OHT Plaque Revitalization Project

Category
2019, Culture, Digital/Online, History, Ontario Heritage Trust
Tags
digital online exhibition, historical multimedia project, OHT, online plaques, Ontario Heritage Trust, public history
About This Project

Date: Content created between January to April, 2019. Public reveal of content is to be announced by the OHT.

Partner: Ontario Heritage Trust

Location: Online project to be uploaded to a redesigned OHT website at a future date.

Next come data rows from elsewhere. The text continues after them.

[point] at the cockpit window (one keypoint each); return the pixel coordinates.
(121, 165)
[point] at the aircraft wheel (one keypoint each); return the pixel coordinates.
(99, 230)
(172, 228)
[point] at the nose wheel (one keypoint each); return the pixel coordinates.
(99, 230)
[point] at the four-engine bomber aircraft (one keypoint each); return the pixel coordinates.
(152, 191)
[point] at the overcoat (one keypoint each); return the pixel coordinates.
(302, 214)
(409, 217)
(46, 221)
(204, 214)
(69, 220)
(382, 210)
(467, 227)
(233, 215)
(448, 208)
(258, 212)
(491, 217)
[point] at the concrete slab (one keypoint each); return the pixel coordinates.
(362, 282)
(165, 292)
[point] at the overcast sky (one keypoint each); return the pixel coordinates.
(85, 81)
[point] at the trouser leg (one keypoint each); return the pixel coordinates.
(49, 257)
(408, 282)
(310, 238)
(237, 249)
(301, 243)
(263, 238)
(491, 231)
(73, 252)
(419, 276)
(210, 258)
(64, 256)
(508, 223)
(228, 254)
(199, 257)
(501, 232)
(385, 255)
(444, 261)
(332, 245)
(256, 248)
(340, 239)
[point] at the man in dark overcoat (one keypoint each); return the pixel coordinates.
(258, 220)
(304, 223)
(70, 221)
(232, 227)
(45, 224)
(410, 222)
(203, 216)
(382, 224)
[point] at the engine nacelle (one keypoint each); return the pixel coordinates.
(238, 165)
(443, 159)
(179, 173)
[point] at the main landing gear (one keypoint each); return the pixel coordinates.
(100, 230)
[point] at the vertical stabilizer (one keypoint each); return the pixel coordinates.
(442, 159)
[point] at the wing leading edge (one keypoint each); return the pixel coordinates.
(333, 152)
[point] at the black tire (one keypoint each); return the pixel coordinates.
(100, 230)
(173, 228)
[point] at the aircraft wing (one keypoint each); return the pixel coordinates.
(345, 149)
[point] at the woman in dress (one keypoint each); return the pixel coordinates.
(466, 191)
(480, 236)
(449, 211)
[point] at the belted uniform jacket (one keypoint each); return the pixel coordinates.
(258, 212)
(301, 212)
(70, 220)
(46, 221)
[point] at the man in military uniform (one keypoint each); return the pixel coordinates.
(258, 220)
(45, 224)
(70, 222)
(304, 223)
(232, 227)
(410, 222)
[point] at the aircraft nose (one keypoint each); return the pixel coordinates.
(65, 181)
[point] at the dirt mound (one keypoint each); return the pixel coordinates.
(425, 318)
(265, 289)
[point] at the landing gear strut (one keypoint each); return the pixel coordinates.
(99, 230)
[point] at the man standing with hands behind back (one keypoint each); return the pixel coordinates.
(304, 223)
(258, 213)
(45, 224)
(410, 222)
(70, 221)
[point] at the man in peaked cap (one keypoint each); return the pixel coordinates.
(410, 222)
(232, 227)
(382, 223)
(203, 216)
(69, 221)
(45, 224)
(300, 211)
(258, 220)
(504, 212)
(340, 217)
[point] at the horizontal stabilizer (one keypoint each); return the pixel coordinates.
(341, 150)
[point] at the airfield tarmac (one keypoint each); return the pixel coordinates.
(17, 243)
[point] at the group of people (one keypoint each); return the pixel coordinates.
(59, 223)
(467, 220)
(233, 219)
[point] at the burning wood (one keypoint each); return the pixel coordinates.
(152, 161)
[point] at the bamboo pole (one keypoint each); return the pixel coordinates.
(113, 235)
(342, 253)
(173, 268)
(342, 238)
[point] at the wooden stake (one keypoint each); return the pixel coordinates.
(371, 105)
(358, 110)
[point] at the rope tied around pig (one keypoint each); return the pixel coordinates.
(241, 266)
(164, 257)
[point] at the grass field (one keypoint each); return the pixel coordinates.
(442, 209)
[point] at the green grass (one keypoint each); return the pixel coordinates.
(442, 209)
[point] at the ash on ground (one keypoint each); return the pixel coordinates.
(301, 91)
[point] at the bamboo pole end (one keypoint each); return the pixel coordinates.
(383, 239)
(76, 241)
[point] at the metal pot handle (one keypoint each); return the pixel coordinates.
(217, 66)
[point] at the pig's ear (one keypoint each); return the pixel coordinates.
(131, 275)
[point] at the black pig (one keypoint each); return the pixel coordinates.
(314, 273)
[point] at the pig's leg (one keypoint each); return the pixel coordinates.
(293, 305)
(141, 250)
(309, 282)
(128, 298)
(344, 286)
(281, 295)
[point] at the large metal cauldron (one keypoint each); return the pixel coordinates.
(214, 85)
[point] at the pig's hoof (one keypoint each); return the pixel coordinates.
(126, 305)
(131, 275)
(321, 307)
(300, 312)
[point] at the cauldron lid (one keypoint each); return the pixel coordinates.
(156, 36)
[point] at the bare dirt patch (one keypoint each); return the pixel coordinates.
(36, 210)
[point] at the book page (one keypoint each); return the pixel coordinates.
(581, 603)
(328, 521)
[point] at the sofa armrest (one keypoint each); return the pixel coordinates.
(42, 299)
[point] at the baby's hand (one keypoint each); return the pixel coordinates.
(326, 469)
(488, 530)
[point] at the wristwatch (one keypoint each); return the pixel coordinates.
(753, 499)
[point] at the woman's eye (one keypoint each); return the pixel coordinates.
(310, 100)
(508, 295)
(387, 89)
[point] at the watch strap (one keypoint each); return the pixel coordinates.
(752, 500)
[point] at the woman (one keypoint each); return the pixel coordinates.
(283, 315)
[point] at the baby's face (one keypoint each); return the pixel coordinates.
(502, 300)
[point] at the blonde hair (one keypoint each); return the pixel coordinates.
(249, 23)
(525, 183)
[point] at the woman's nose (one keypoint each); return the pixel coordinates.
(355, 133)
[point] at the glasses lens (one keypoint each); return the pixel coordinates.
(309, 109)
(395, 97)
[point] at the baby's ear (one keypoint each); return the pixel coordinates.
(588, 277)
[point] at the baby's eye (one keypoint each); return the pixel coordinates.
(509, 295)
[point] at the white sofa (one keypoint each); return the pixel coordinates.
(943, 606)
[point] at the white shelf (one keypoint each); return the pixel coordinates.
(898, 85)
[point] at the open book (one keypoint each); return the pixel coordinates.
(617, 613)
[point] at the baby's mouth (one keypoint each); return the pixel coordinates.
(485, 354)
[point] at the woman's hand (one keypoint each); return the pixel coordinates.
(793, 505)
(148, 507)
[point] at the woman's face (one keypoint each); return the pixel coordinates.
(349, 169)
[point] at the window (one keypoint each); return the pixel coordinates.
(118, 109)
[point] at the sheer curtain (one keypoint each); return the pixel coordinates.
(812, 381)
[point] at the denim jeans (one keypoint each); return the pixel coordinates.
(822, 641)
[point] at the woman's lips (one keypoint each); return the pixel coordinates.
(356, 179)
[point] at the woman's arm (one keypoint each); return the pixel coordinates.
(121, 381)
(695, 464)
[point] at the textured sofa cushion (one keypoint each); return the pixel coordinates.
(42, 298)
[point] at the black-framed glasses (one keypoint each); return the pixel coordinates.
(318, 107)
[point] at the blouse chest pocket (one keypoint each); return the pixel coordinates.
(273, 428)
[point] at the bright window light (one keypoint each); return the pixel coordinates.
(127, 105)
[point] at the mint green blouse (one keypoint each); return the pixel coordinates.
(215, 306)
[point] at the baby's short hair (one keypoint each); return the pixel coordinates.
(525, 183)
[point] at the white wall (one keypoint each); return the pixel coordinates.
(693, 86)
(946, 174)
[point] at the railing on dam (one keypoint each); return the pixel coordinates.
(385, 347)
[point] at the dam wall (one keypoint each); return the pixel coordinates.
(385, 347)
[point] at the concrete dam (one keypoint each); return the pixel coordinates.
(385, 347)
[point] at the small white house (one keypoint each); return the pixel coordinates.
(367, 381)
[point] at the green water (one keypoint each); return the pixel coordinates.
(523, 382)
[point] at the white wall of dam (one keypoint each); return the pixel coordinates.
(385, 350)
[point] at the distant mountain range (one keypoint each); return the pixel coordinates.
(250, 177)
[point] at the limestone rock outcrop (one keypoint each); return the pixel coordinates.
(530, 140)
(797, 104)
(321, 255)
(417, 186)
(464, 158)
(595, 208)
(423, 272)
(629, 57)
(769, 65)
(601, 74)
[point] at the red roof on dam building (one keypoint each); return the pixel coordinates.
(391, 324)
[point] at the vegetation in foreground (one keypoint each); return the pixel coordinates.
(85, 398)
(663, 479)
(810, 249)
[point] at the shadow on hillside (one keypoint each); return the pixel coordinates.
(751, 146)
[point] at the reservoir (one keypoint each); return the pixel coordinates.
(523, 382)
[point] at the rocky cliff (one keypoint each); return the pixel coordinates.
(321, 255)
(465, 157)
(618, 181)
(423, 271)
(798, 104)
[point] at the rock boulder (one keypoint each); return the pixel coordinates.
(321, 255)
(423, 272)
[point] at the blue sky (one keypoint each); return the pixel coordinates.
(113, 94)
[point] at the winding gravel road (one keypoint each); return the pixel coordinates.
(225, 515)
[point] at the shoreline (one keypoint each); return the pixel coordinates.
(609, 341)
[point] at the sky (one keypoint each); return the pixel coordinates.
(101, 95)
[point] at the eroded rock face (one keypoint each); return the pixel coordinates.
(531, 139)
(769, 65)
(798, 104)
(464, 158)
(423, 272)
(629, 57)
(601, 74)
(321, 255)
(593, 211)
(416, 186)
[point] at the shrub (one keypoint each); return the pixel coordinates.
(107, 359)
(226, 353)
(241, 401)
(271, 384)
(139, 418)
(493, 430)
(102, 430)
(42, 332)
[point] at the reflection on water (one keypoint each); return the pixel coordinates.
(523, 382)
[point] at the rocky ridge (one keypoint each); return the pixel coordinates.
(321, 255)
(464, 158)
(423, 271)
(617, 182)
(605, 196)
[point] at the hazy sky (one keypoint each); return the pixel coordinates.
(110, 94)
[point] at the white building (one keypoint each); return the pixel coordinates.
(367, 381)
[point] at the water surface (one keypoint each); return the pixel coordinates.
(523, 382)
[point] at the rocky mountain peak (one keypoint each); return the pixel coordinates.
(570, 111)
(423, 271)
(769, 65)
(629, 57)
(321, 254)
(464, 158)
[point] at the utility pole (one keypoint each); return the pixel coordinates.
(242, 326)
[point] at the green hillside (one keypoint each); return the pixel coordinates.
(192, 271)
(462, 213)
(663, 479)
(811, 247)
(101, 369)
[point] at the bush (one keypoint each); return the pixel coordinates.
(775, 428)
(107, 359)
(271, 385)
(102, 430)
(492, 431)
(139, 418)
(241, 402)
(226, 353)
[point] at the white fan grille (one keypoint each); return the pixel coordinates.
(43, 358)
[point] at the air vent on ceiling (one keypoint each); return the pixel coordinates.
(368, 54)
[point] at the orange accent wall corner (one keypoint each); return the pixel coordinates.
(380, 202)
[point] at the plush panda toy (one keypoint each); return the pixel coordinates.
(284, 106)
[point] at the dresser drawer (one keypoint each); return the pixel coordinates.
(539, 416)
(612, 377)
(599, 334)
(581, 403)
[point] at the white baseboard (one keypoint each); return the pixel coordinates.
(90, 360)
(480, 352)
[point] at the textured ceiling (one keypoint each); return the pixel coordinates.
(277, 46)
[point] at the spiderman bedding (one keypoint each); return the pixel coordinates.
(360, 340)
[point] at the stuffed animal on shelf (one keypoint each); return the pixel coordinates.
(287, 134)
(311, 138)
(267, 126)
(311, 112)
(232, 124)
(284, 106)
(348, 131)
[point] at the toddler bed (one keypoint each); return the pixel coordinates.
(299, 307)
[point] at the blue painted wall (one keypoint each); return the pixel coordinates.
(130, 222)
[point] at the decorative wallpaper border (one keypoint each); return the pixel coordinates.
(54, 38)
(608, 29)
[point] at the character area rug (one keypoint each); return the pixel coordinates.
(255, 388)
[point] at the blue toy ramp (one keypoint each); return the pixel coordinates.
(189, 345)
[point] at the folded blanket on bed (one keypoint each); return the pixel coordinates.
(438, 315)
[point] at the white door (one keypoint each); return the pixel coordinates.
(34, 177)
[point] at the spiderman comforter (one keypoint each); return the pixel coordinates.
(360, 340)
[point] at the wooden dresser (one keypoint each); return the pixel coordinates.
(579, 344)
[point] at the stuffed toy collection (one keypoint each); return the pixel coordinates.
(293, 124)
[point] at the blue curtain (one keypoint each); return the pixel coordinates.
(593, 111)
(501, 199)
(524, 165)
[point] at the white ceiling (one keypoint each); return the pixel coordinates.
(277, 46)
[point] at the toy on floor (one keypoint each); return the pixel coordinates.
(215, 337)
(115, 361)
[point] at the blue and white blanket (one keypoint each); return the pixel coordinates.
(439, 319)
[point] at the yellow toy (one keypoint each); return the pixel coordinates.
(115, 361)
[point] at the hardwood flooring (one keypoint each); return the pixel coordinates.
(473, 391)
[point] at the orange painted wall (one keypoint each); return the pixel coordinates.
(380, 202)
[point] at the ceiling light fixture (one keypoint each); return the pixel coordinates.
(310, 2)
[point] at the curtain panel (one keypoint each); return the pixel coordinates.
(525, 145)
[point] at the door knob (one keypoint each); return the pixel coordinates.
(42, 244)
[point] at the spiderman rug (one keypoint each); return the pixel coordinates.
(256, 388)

Project Members: Christopher J. Dillon
 

This exhibition was created by the Ontario Heritage Trust in partnership and collaboration with the University of Toronto’s Faculty of Information’s Museum Studies cohort.
 
This exhibit originated from the Ontario Heritage Trust’s (OHT) initiative of moving forward into newer digital opportunities for heritage. The OHT identified a need to revitalize the traditional blue-and-bronze plaques that have existed in Ontario since the 1950s. As a government-supported institution, the OHT serves as a means to understand and interpret Ontario’s history, especially in terms of the multiplicity of voices, peoples and groups which contributed to the province in which we live. Specifically, the OHT’s yearly theme for the inception of this project is ‘Communication’ in its many forms and the way in which it has affected Ontario.
 
This initial stage serves as one step in a long-running project of reviving the OHT’s website, updating the plaque database with new features and content, and researching new information that is of interest to Ontarians. The entirety of the project will reside on the OHT’s website at https://www.heritagetrust.on.ca/en/pages/programs/provincial-plaque-program.
 
Ideally, as this platform will be designed as an online experience, this exhibit will be accessible and beneficial to all Canadians, not just Ontarians. It could be of interest to residents, visitors and new arrivals in Ontario who are seeking to understand more of Ontario’s history. Those with interests in history, social history and public history will also find this relevant, as the stories told throughout the Plaque Revival are anticipated to be those which may have gone unnoticed.
 
The initial phase, from September to December, involved researching other plaque projects in heritage institutions, both domestic and international. They were analyzed for improvements that could be added to the eventual redesign of the website. The findings were presented in a paper to both the Director of the OHT and subsequently to the Marketing and Communications Branch.
 
The second phase of the project, from January 2019 to April of 2019, involved application of research results to improve and expand on selected existing plaques in which selection and research began for the first sample interpretive texts. During February and March, there were samples of research and media findings sent to the OHT for approval with permission of the institutions and archives in which research was conducted.
 
At this point, the interpretive texts are still within the editing phase and pending OHT approval. The texts and media mentioned above will not be available immediately to users, as the website redesign and content uploading are largely in the early phases of development.
 
As this project is not a traditional museum exhibition and as the website will be launched sometime in the future, it will take time before the OHT can gauge the project’s success. However, OHT supervisors have been consistently pleased with the development to this stage. As an experimental digital reworking of the OHT’s information, it should succeed in spreading awareness about the OHT’s plaques, the historical topics to which they pertain and the relationship the OHT has in researching and interpreting the province’s history.
 
I would like to extend my warmest thanks to placement partners Beth-Anne Mendes and Dawson Bridger of the OHT, who allowed me the important opportunity to work with them on this project and for their assistance and support. Furthermore, I thank Dena Doroszenko and the staff of the Ashbridge Estate, Annie Fan of the Chinese Canadian Archive at Toronto Reference Library and Jacqueline Edwards of the CNE Exhibition Place Archives for their assistance with my research and providing me with a wealth of relevant materials. Finally, I would also like to acknowledge Prof. Brower, Rebecca Noone and Camille-Mary Sharp for the encouragement, guidance and support which was afforded over the course of the project.